I’ve skipped reading most of the press reporting of the trial, which has often meant starting the newspaper on page 5. The bits I did see didn’t seem very edifying. When the accusation first appeared, it seemed like a put-up job, coming soon after the decision to prosecute him as a spin-off of the Shaik trial.
So he wasn’t guilty of rape. But neither was Profumo, who died recently. Neither was John Prescott, whose behaviour was similar, and led to similar consequences. Should Prescott and Profumo have been reinstated since they were not found guilty of rape?
Zuma was guilty of adultery, but Jesus said of a woman caught in adultery, “Let him who is without sin cast the first stone.”
Many still condemn Zuma, even though he was found not guilty of rape. But how many people can truthfully claim to be absolutely blameless of any sexual misconduct?
Judge Willem van der Merwe confined his moralising to a Kiplingesque comment, “If you can control your body and your sexual urges, then you’re a man, my son.”

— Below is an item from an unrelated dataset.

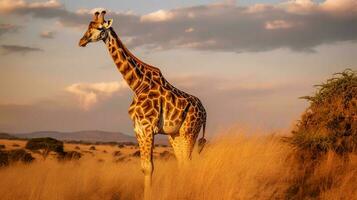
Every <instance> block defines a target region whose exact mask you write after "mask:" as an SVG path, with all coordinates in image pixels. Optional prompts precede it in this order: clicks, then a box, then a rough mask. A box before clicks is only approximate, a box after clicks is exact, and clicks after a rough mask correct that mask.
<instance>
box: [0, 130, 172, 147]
mask: <svg viewBox="0 0 357 200" xmlns="http://www.w3.org/2000/svg"><path fill="white" fill-rule="evenodd" d="M3 135H4V136H3V137H1V133H0V139H15V138H20V139H26V138H39V137H51V138H55V139H57V140H62V141H83V142H134V143H137V140H136V138H135V137H134V136H130V135H126V134H124V133H121V132H108V131H99V130H87V131H77V132H59V131H37V132H31V133H12V134H7V133H3ZM6 137H8V138H6ZM166 138H167V136H164V135H157V136H155V144H168V141H167V139H166Z"/></svg>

But it might be worth going back a bit earlier in Kipling’s poem, “If you can keep your head when all about you are losing theirs and blaming it on you…”
The fact is that we live in a society in which controlling sexual urges is, with a few exceptions, seen as unfashionable, and many seem to argue that it is cruel even to think such a thing. Among the exceptions are those who say that the outcome is a “setback for women”. This seems tantamount to saying that any woman who makes false accusations should be believed.
We live in a society in which sexual morality has become increasingly contradictory, with increasinly harsh penalties demanded for an ever-narrowing range of offences. If you can control your sexual urges when all about you are losing all control, and urge that you do too… you’ll be a freak.
And Jacob Zuma headed up the Moral Regeneration Movement. So what is moral regeneration? Committing adultery and saying that that’s cool, as long as it’s consensual and you have a shower afterwards to prevent Aids?
We may not all be able to control our sexual urges all the time. But the biggest failure is not having a sense of failure when we do fail to control them. Moral regeneration surely starts with repentance — confessing our failure and recognising that it is a failure.